Labor Rally Intensifies Workforce Pressures; Neogen (NEOG) Valuation Under Scrutiny
Warehouse employees at Neogen’s Lansing, Michigan facility plan a rally on March 27. They are represented by Teamsters Local 243 and allege unfair labor practices.
Organizers seek higher pay, workplace respect and stronger representation. The action casts a spotlight on company-wide labor dynamics.
Rally demands and labor risks
Workers are calling for improved compensation and better treatment. They also want firmer union representation at the site.
Labor Rally Intensifies Workforce Pressures as organizers aim to highlight working conditions. That pressure could increase wage costs.
Market performance and valuation
Neogen posted a one-year total shareholder return of 0.69%. The five-year return declined 80.52%.
The stock rose 20.50% over the past 90 days. It fell 22.53% in the last 30 days.
Shares trade roughly 34.10% below the average analyst price target. That gap has raised investor questions.
Valuation narratives
One popular analysis pegs fair value at $8.17 per share.
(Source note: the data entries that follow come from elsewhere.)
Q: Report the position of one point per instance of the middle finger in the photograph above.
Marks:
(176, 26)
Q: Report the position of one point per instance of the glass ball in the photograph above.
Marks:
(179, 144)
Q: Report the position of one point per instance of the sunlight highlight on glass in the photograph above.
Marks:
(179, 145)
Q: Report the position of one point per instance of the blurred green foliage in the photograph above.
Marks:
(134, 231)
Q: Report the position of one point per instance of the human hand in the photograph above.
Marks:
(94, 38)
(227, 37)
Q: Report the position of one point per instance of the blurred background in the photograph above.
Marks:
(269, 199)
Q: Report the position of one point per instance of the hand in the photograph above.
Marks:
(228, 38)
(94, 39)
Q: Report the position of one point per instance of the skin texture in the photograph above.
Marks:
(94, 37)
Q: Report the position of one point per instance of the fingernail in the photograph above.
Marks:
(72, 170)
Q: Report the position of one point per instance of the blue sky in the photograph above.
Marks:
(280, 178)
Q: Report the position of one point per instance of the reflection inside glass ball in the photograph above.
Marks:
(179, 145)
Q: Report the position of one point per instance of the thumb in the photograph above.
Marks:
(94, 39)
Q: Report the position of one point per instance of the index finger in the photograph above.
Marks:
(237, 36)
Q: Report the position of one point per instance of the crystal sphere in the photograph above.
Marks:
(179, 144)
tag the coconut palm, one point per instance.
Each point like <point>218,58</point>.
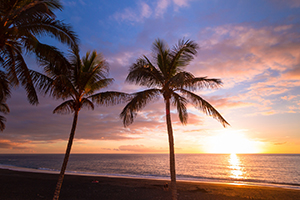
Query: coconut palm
<point>78,83</point>
<point>21,23</point>
<point>166,76</point>
<point>4,93</point>
<point>4,109</point>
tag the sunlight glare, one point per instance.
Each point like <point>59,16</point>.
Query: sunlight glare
<point>231,142</point>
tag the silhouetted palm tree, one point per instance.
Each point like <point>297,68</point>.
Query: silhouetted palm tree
<point>166,77</point>
<point>79,84</point>
<point>21,22</point>
<point>4,93</point>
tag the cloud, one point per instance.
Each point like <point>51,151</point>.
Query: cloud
<point>7,144</point>
<point>257,64</point>
<point>138,14</point>
<point>141,149</point>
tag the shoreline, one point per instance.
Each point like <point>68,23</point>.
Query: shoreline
<point>33,185</point>
<point>194,180</point>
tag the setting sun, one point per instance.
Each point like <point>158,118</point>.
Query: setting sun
<point>231,142</point>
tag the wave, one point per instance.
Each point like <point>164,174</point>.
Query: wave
<point>159,177</point>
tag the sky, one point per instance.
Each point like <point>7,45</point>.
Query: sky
<point>253,46</point>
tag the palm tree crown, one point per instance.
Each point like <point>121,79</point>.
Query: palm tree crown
<point>167,77</point>
<point>21,22</point>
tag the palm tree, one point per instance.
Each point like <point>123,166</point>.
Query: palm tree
<point>78,83</point>
<point>21,22</point>
<point>4,93</point>
<point>4,109</point>
<point>167,77</point>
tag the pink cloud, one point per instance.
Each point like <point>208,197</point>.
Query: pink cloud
<point>142,149</point>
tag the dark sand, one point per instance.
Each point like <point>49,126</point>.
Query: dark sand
<point>27,185</point>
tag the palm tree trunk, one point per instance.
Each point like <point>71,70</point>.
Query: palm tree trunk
<point>171,151</point>
<point>66,159</point>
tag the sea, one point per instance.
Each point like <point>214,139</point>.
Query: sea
<point>275,170</point>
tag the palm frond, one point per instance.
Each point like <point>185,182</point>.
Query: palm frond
<point>182,54</point>
<point>21,72</point>
<point>87,103</point>
<point>203,105</point>
<point>180,103</point>
<point>110,98</point>
<point>42,82</point>
<point>180,79</point>
<point>161,54</point>
<point>138,102</point>
<point>4,107</point>
<point>65,108</point>
<point>2,123</point>
<point>202,82</point>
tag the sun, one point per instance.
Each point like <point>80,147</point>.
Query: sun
<point>231,142</point>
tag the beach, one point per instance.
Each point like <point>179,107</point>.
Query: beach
<point>28,185</point>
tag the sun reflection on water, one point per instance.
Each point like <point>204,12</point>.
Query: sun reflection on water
<point>236,169</point>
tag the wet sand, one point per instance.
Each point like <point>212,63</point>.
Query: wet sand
<point>28,185</point>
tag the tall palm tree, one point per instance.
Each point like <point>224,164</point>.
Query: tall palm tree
<point>21,22</point>
<point>4,93</point>
<point>78,83</point>
<point>166,77</point>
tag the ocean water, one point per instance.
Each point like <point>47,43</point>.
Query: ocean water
<point>280,170</point>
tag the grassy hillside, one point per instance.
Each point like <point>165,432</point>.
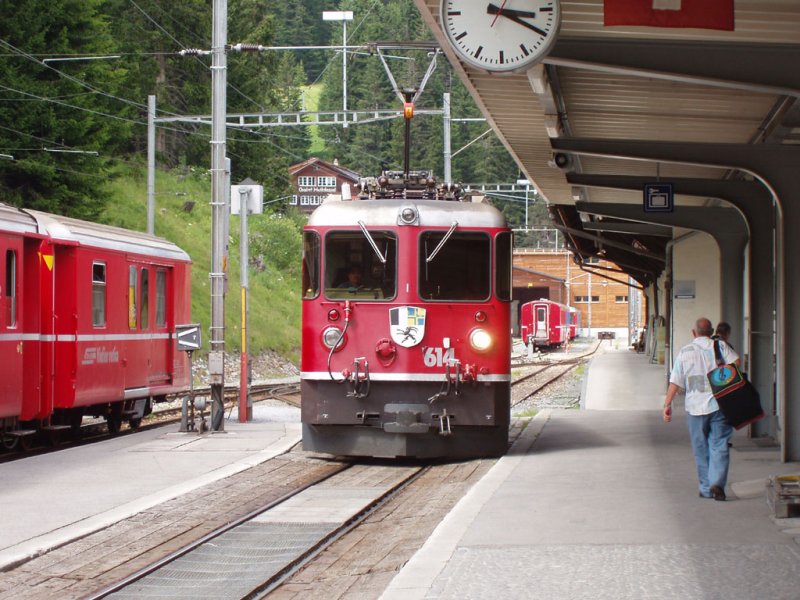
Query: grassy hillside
<point>311,95</point>
<point>274,291</point>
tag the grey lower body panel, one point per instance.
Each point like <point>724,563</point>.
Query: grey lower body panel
<point>398,419</point>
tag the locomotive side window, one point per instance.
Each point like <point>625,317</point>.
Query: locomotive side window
<point>311,247</point>
<point>143,315</point>
<point>503,266</point>
<point>460,270</point>
<point>132,285</point>
<point>161,298</point>
<point>360,265</point>
<point>98,294</point>
<point>10,289</point>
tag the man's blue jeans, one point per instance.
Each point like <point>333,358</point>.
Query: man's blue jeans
<point>710,435</point>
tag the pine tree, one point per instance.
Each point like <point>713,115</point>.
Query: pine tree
<point>66,106</point>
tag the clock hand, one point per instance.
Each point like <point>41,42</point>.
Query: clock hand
<point>492,9</point>
<point>530,26</point>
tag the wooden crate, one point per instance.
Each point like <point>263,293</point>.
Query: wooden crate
<point>783,495</point>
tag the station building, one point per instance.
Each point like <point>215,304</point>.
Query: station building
<point>314,179</point>
<point>611,304</point>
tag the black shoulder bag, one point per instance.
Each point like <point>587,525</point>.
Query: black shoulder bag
<point>737,398</point>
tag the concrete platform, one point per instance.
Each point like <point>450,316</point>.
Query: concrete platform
<point>603,503</point>
<point>50,499</point>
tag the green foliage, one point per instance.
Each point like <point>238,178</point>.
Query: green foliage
<point>59,107</point>
<point>274,280</point>
<point>373,147</point>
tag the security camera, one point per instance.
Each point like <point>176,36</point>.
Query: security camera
<point>562,161</point>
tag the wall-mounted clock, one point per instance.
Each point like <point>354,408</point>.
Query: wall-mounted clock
<point>501,35</point>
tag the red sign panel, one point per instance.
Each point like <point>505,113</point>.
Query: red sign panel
<point>701,14</point>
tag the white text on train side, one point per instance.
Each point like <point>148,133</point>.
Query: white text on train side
<point>436,357</point>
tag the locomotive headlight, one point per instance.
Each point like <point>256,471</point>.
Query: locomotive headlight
<point>408,215</point>
<point>480,340</point>
<point>331,336</point>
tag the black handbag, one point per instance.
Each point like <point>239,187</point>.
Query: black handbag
<point>737,398</point>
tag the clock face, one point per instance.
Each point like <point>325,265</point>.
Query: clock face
<point>500,35</point>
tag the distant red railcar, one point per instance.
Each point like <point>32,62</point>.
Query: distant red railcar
<point>87,321</point>
<point>574,322</point>
<point>406,323</point>
<point>544,323</point>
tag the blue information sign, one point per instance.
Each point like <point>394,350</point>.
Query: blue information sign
<point>658,197</point>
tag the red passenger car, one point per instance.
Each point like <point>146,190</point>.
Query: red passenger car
<point>406,341</point>
<point>574,322</point>
<point>87,321</point>
<point>544,323</point>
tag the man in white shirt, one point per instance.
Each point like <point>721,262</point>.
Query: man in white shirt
<point>708,430</point>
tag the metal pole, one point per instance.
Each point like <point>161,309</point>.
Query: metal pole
<point>219,214</point>
<point>344,71</point>
<point>527,187</point>
<point>151,165</point>
<point>244,414</point>
<point>448,155</point>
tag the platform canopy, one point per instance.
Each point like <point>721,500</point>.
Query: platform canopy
<point>619,103</point>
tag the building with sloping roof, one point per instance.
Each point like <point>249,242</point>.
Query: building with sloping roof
<point>315,179</point>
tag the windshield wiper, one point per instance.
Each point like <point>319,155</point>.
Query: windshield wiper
<point>443,242</point>
<point>372,242</point>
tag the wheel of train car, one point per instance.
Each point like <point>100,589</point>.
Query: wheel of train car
<point>9,442</point>
<point>114,418</point>
<point>52,437</point>
<point>24,443</point>
<point>75,420</point>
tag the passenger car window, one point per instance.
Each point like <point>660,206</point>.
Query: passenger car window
<point>132,286</point>
<point>460,270</point>
<point>161,298</point>
<point>10,289</point>
<point>98,294</point>
<point>145,300</point>
<point>354,268</point>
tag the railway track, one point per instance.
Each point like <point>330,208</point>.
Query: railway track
<point>95,430</point>
<point>545,376</point>
<point>254,554</point>
<point>177,564</point>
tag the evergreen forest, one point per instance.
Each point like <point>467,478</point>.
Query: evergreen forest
<point>75,76</point>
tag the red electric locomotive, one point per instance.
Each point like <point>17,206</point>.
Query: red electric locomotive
<point>87,321</point>
<point>544,323</point>
<point>406,327</point>
<point>574,322</point>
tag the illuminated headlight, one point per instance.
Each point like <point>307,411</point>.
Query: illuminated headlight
<point>408,215</point>
<point>480,340</point>
<point>331,336</point>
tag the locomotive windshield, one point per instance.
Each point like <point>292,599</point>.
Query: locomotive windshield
<point>460,270</point>
<point>360,266</point>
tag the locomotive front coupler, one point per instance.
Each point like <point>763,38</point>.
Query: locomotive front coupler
<point>450,384</point>
<point>360,383</point>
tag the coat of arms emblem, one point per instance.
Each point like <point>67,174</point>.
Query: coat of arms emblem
<point>407,325</point>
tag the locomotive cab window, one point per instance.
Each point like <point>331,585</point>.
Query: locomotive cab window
<point>98,294</point>
<point>503,266</point>
<point>360,264</point>
<point>310,264</point>
<point>457,267</point>
<point>10,289</point>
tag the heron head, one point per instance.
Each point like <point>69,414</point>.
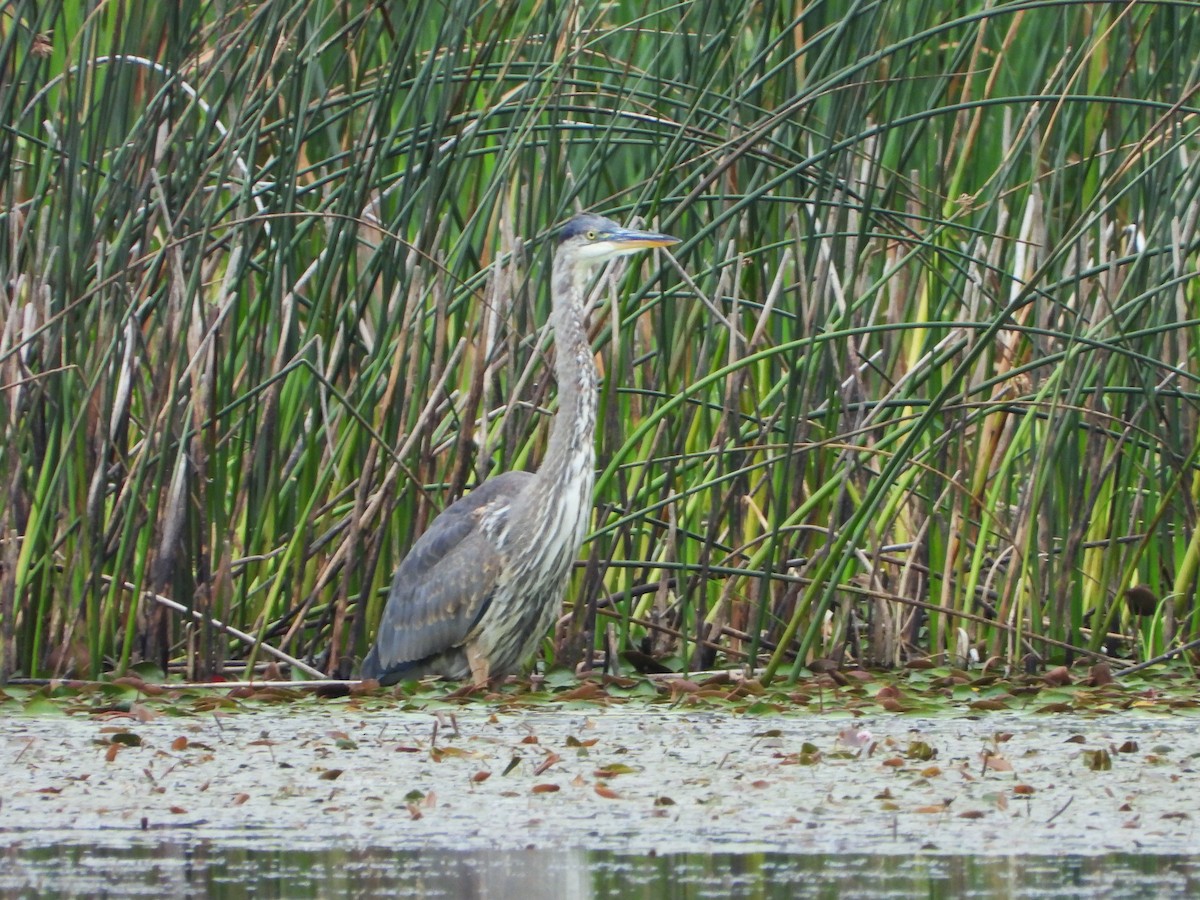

That view labels the stock about 6.5% overvalued versus a last close of $8.70.
On a price-to-sales basis, Neogen trades at 2.1x as of Mar 2026. The US Medical Equipment industry sits at 2.7x, peers at 2.9x, and a fair ratio is 1.2x.
Neogen (NEOG) Valuation Under Scrutiny appears in several investor discussions. Views differ on whether the market will re-rate the stock.
Operational outlook and risks
Management expects automation at the new Petrifilm production facility to lift gross margins. Executing inventory and sample-collection fixes should help EBITDA margins.
These improvements depend on a smoother integration with 3M Food Safety. Relief from trade and tariff pressures is also crucial.
Investor considerations
Labor developments add a near-term operational risk. They could translate to higher wages or temporary disruptions.
Valuation signals are mixed. Investors should review the full data and test different scenarios.
Filmogaz.com provides analysis and context. This content is general information and not financial advice.